Isaac
Asimov (Petroviči, URSS 1920 – New York 1992) è considerato da molti critici
come uno dei padri della fantascienza, grazie a un numero elevatissimo di
pubblicazioni (qualche centinaio) che spaziano in vari sottogeneri. È invece a
tutti gli effetti il padre della robotica: infatti, nei suoi racconti e in alcuni
romanzi, ha stilato le famose tre leggi che regolano i rapporti tra automi ed
esseri umani, e ne ha affrontato le contraddizioni e le possibili difficoltà.
Le tre leggi della robotica recitano
infatti:
Prima
legge: Un robot non può recare danno a un essere umano, né può permettere che,
a causa del suo mancato intervento, un essere umano riceva danno.
Seconda Legge: Un robot deve obbedire agli ordini impartiti dagli
esseri umani, a meno che questi ordini non contrastino con la Prima Legge.
Terza Legge: Un robot deve salvaguardare la propria esistenza, a
meno che questa autodifesa non contrasti con la Prima o la Seconda Legge.
Quindi, si
tratta di un sistema che non permette via di scampo e perciò del tutto sicuro.
Vedremo che non è così: come dovrebbe comportarsi un robot che riceve un ordine
da un uomo o una donna che si sono macchiati di delitti? Come agirebbe se dalla
perdita di una o poche vite umane dipendesse il destino dell’intera umanità?
Viceversa, come reagiscono gli uomini all’avvento dell’intelligenza
artificiale? Come si sentono quando vengono sostituiti da quella che, sebbene
umanoide, rimane sempre una macchina? Come avvengono le interazioni tra le due
parti quando nascono sentimenti quali amicizia o amore?
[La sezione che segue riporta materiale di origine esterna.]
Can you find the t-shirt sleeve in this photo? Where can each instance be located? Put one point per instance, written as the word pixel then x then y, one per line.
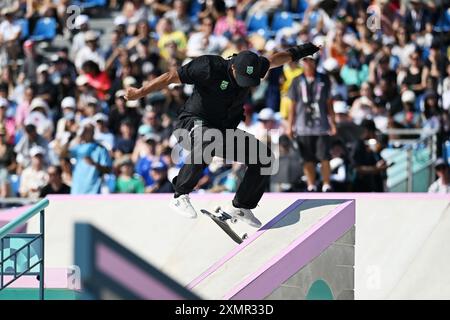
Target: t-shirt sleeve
pixel 198 70
pixel 265 65
pixel 293 92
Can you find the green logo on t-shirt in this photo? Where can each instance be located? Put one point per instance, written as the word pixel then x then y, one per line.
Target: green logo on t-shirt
pixel 224 85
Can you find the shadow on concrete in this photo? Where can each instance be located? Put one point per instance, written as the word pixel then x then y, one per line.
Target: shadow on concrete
pixel 294 215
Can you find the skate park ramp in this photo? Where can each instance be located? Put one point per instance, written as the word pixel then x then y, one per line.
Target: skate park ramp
pixel 288 255
pixel 400 238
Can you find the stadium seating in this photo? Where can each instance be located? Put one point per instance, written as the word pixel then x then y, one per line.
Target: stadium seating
pixel 45 29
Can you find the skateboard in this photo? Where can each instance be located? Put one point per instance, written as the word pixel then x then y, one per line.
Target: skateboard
pixel 220 217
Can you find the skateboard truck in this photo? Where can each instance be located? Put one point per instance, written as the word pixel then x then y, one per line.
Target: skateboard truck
pixel 220 217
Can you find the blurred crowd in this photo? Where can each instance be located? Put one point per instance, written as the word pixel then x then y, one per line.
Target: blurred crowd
pixel 66 128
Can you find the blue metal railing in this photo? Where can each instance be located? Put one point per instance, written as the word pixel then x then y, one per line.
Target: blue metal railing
pixel 6 233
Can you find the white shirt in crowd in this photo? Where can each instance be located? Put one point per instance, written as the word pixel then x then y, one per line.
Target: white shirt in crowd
pixel 8 30
pixel 199 45
pixel 86 54
pixel 32 181
pixel 439 187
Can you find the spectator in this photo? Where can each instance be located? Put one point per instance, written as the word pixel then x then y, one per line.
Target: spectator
pixel 408 117
pixel 229 25
pixel 82 24
pixel 124 142
pixel 397 76
pixel 415 76
pixel 268 129
pixel 66 167
pixel 55 183
pixel 128 182
pixel 362 108
pixel 145 153
pixel 38 116
pixel 179 16
pixel 369 167
pixel 346 129
pixel 92 161
pixel 9 33
pixel 96 78
pixel 205 41
pixel 159 176
pixel 90 51
pixel 26 143
pixel 34 177
pixel 339 166
pixel 7 123
pixel 45 89
pixel 442 184
pixel 288 175
pixel 102 134
pixel 172 43
pixel 7 162
pixel 312 118
pixel 123 110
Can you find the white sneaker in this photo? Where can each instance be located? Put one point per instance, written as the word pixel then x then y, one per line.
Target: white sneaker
pixel 245 215
pixel 182 205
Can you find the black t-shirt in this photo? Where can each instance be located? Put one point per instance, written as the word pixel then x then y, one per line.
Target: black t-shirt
pixel 64 189
pixel 217 99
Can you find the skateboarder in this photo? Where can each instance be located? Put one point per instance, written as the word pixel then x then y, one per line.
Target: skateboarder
pixel 221 86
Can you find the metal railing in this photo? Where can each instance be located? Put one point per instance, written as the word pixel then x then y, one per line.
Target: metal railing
pixel 6 233
pixel 425 139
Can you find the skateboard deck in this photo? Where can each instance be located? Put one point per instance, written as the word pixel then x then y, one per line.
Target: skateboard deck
pixel 220 218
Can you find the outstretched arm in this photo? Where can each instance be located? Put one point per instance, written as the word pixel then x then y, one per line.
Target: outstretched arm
pixel 155 85
pixel 292 54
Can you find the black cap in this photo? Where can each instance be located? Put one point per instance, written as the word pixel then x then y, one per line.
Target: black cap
pixel 247 65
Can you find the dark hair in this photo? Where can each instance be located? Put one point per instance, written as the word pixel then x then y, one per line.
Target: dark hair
pixel 57 168
pixel 30 128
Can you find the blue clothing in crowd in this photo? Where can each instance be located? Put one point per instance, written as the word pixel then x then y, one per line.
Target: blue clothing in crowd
pixel 87 179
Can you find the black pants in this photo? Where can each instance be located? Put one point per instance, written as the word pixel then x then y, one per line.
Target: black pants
pixel 256 177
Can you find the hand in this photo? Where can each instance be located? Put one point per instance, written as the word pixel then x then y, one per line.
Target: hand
pixel 132 94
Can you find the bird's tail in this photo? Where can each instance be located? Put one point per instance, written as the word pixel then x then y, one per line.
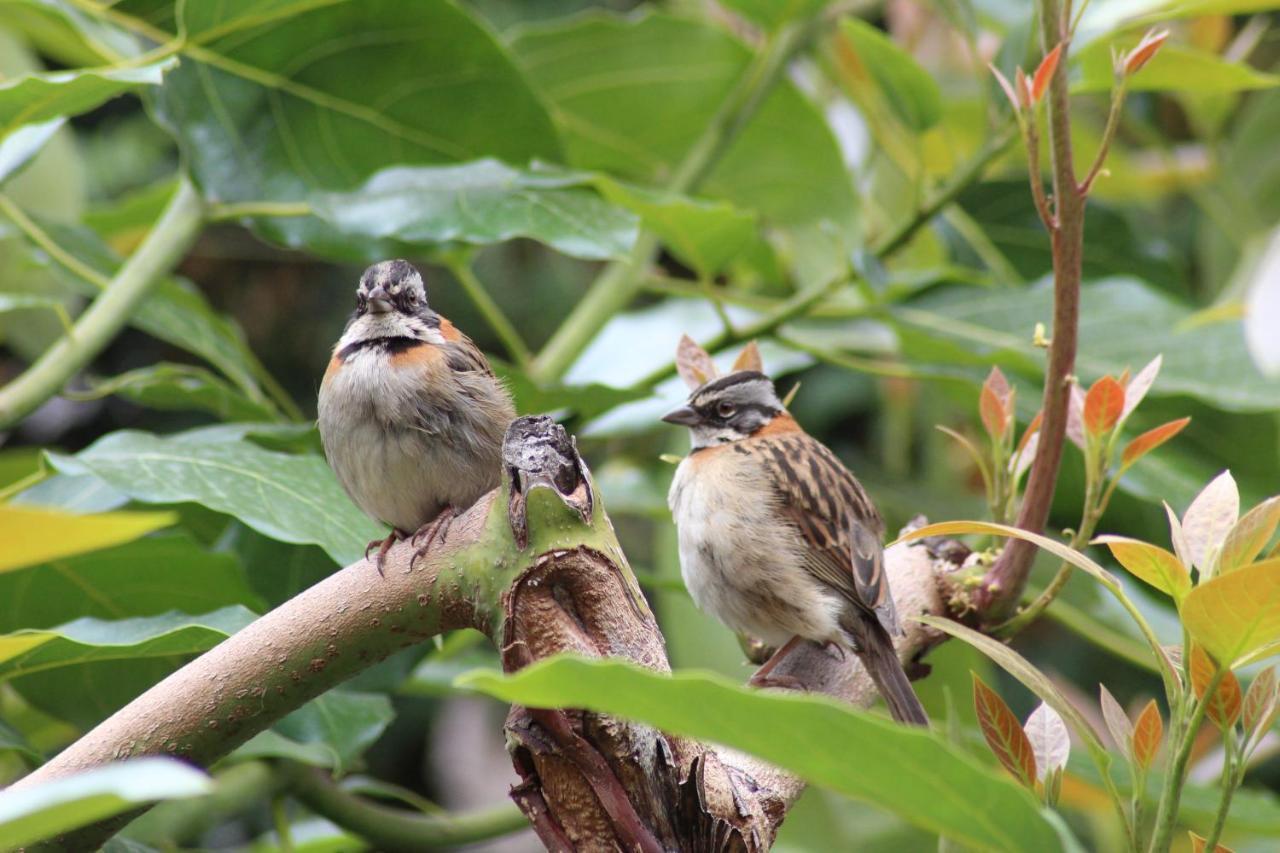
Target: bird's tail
pixel 876 651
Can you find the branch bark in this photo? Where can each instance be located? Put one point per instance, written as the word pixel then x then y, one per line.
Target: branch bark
pixel 534 565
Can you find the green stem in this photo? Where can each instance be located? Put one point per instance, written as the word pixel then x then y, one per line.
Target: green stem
pixel 99 324
pixel 620 282
pixel 1233 772
pixel 460 264
pixel 1166 813
pixel 393 829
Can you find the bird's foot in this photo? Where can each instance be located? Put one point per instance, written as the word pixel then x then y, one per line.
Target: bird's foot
pixel 437 528
pixel 383 547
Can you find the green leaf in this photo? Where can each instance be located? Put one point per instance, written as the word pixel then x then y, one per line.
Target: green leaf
pixel 1207 361
pixel 63 804
pixel 178 387
pixel 332 730
pixel 298 99
pixel 1175 68
pixel 39 97
pixel 1235 614
pixel 21 146
pixel 33 536
pixel 144 578
pixel 479 203
pixel 88 639
pixel 632 94
pixel 909 771
pixel 906 89
pixel 288 497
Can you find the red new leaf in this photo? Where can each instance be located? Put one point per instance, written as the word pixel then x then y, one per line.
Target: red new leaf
pixel 1147 734
pixel 1102 406
pixel 1150 441
pixel 1045 73
pixel 1004 733
pixel 1224 706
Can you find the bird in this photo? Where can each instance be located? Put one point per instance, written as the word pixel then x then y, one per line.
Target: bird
pixel 777 538
pixel 410 411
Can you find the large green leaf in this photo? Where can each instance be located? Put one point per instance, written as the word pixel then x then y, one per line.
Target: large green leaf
pixel 1174 68
pixel 40 97
pixel 67 803
pixel 1205 360
pixel 632 95
pixel 282 101
pixel 909 771
pixel 142 578
pixel 87 641
pixel 332 730
pixel 906 89
pixel 480 203
pixel 288 497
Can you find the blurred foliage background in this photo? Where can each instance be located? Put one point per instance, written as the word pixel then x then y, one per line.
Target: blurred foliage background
pixel 574 182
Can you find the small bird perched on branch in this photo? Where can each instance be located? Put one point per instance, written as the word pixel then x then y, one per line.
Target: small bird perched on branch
pixel 411 414
pixel 778 539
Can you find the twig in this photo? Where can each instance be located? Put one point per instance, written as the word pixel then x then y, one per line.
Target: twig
pixel 167 242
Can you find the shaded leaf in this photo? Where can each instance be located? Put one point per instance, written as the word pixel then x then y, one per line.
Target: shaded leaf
pixel 1005 737
pixel 35 536
pixel 86 641
pixel 1150 441
pixel 255 123
pixel 1235 614
pixel 1176 68
pixel 483 201
pixel 1155 565
pixel 69 802
pixel 1261 703
pixel 39 97
pixel 906 89
pixel 909 771
pixel 1050 740
pixel 1102 406
pixel 1224 706
pixel 1208 519
pixel 1249 536
pixel 289 497
pixel 1118 721
pixel 332 730
pixel 1147 734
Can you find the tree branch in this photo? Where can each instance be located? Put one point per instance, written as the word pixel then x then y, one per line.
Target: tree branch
pixel 535 565
pixel 163 247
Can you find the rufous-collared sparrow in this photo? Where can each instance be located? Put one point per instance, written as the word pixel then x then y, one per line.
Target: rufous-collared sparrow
pixel 411 414
pixel 777 538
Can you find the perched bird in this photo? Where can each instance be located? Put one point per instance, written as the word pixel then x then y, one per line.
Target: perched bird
pixel 411 415
pixel 777 538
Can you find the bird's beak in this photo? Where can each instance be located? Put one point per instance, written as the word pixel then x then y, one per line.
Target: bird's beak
pixel 685 416
pixel 379 302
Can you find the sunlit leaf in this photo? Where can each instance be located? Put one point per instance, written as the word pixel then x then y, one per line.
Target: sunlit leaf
pixel 1050 740
pixel 1005 737
pixel 1118 721
pixel 1249 536
pixel 62 804
pixel 1261 703
pixel 32 536
pixel 1102 406
pixel 906 770
pixel 1147 734
pixel 1208 519
pixel 1155 565
pixel 1150 441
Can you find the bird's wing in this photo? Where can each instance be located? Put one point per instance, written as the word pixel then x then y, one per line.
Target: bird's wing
pixel 835 518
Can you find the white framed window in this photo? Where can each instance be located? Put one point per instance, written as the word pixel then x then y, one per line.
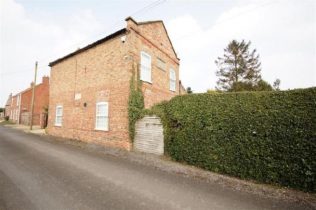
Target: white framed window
pixel 161 64
pixel 173 80
pixel 102 116
pixel 59 116
pixel 145 67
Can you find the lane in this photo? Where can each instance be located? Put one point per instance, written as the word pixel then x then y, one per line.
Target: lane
pixel 39 174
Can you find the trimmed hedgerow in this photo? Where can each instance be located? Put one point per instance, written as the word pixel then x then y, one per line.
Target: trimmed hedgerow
pixel 265 136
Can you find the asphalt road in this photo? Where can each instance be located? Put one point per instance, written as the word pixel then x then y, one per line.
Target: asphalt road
pixel 40 174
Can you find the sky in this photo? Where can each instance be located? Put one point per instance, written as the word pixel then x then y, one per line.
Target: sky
pixel 282 31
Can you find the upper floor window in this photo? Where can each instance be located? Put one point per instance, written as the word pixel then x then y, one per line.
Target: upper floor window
pixel 161 64
pixel 145 67
pixel 102 116
pixel 172 80
pixel 59 115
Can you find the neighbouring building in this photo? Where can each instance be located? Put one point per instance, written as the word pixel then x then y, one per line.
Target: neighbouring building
pixel 90 87
pixel 8 106
pixel 18 107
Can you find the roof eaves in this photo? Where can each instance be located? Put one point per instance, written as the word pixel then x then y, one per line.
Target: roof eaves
pixel 111 36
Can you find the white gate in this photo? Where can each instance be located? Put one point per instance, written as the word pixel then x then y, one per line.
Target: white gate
pixel 149 135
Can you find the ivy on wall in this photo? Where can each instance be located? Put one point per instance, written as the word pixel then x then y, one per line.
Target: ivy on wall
pixel 135 104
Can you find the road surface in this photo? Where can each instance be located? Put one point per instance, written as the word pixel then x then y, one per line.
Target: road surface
pixel 40 174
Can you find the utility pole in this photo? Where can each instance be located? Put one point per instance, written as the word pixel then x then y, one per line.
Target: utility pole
pixel 33 96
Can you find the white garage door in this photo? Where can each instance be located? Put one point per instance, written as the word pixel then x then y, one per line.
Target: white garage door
pixel 149 135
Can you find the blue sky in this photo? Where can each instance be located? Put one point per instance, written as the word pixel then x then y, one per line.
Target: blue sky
pixel 282 31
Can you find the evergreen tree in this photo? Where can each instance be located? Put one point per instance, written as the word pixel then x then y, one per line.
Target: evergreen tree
pixel 189 90
pixel 239 69
pixel 276 84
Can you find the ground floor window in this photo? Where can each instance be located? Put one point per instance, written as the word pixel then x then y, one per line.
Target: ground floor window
pixel 102 116
pixel 59 115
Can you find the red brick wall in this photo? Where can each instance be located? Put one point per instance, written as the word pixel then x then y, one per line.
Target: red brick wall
pixel 41 100
pixel 98 74
pixel 14 109
pixel 103 73
pixel 152 39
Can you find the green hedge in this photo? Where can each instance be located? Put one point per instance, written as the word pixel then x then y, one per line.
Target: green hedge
pixel 265 136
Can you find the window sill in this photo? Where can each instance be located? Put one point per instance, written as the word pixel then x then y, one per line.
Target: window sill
pixel 147 82
pixel 102 130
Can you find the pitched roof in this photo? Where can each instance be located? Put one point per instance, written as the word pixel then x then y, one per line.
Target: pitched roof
pixel 155 21
pixel 111 36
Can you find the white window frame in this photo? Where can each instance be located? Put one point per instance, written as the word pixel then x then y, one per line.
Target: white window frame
pixel 145 71
pixel 59 115
pixel 172 80
pixel 161 64
pixel 104 115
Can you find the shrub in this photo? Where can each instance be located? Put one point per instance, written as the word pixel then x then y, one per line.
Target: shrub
pixel 265 136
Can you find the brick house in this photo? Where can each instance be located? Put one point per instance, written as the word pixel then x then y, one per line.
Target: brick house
pixel 20 104
pixel 90 87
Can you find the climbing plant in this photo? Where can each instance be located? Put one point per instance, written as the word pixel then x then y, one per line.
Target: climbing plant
pixel 135 104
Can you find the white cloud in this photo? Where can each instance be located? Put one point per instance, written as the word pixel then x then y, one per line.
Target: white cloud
pixel 25 40
pixel 282 32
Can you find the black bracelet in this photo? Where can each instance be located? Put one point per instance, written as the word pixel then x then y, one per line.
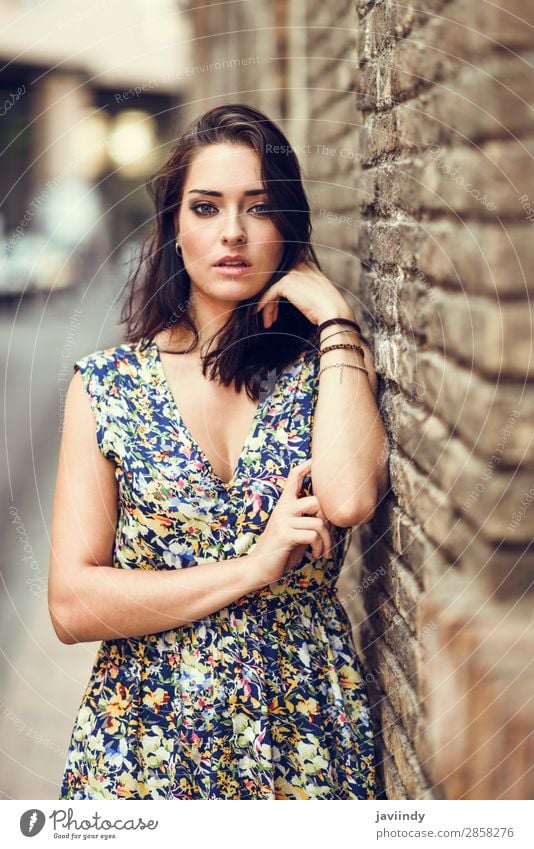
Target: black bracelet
pixel 338 321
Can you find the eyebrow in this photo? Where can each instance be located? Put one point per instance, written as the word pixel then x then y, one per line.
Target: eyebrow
pixel 249 193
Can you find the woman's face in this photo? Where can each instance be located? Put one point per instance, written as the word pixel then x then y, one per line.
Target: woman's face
pixel 228 217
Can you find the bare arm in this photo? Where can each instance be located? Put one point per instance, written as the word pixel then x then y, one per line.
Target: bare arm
pixel 350 446
pixel 90 599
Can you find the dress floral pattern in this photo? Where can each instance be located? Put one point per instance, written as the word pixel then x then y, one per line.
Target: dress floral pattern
pixel 263 699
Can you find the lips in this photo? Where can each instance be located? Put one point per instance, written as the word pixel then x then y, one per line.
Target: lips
pixel 232 261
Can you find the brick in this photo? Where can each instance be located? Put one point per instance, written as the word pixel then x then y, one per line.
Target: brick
pixel 394 787
pixel 385 619
pixel 427 55
pixel 475 183
pixel 487 260
pixel 444 387
pixel 412 777
pixel 399 691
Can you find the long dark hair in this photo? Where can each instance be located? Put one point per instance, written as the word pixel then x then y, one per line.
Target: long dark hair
pixel 158 290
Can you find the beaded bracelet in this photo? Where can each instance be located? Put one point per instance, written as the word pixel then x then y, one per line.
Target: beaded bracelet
pixel 341 366
pixel 342 346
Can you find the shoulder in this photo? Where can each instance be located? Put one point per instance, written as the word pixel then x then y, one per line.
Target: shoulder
pixel 110 364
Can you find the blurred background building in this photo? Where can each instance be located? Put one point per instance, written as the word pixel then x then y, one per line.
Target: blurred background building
pixel 413 126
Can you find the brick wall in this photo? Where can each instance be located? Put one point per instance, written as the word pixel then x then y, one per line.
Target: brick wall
pixel 413 125
pixel 445 142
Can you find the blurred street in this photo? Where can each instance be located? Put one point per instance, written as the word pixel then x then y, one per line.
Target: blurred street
pixel 43 678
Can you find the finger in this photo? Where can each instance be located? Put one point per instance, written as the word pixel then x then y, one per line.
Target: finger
pixel 294 480
pixel 324 543
pixel 308 504
pixel 266 298
pixel 268 315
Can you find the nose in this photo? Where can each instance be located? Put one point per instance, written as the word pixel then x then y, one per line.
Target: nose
pixel 233 230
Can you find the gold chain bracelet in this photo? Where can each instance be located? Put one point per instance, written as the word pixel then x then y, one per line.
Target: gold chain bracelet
pixel 341 366
pixel 342 346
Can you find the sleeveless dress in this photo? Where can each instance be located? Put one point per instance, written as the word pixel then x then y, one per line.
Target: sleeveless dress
pixel 263 699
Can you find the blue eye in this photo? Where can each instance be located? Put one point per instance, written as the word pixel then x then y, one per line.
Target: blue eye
pixel 210 208
pixel 267 209
pixel 199 205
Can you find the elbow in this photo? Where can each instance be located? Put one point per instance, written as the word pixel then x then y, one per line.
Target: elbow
pixel 348 515
pixel 62 625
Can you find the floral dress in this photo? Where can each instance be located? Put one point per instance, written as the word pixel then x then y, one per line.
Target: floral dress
pixel 262 699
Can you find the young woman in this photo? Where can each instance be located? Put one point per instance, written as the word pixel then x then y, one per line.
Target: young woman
pixel 196 532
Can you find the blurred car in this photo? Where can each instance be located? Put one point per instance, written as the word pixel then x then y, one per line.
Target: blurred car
pixel 34 263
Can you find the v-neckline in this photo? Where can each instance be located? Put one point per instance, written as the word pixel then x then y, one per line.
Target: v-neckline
pixel 262 405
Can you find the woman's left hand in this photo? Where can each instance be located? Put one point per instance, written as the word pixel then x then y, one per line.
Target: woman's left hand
pixel 309 291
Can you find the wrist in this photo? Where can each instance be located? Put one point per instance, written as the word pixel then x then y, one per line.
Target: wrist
pixel 341 310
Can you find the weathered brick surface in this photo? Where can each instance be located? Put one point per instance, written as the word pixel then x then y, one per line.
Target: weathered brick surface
pixel 445 176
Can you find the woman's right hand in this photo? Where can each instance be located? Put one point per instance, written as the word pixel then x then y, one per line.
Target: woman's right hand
pixel 295 523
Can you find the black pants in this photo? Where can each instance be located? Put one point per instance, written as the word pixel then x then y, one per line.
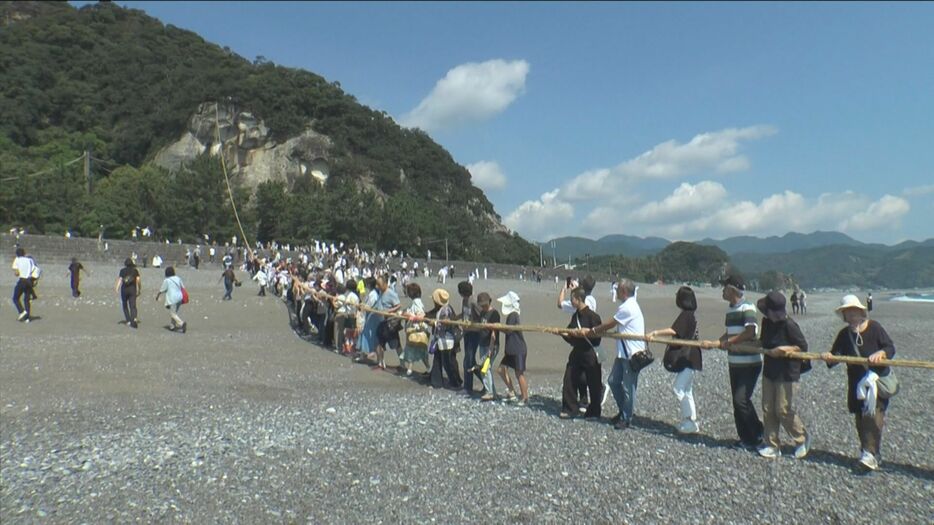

Ma un robot può provare
dei sentimenti sinceri o rimangono comunque formule matematiche che imitano le
sensazioni umane?
A tutto
questo Asimov prova a dare risposta, analizzando di volta in volta varie
situazioni che egli stesso individua e diversifica nella raccolta Tutti
i miei robot, pubblicata per la prima volta nel 1982, che raggruppa racconti
già presenti nelle altre opere che costituiscono l’Antologia dei robot.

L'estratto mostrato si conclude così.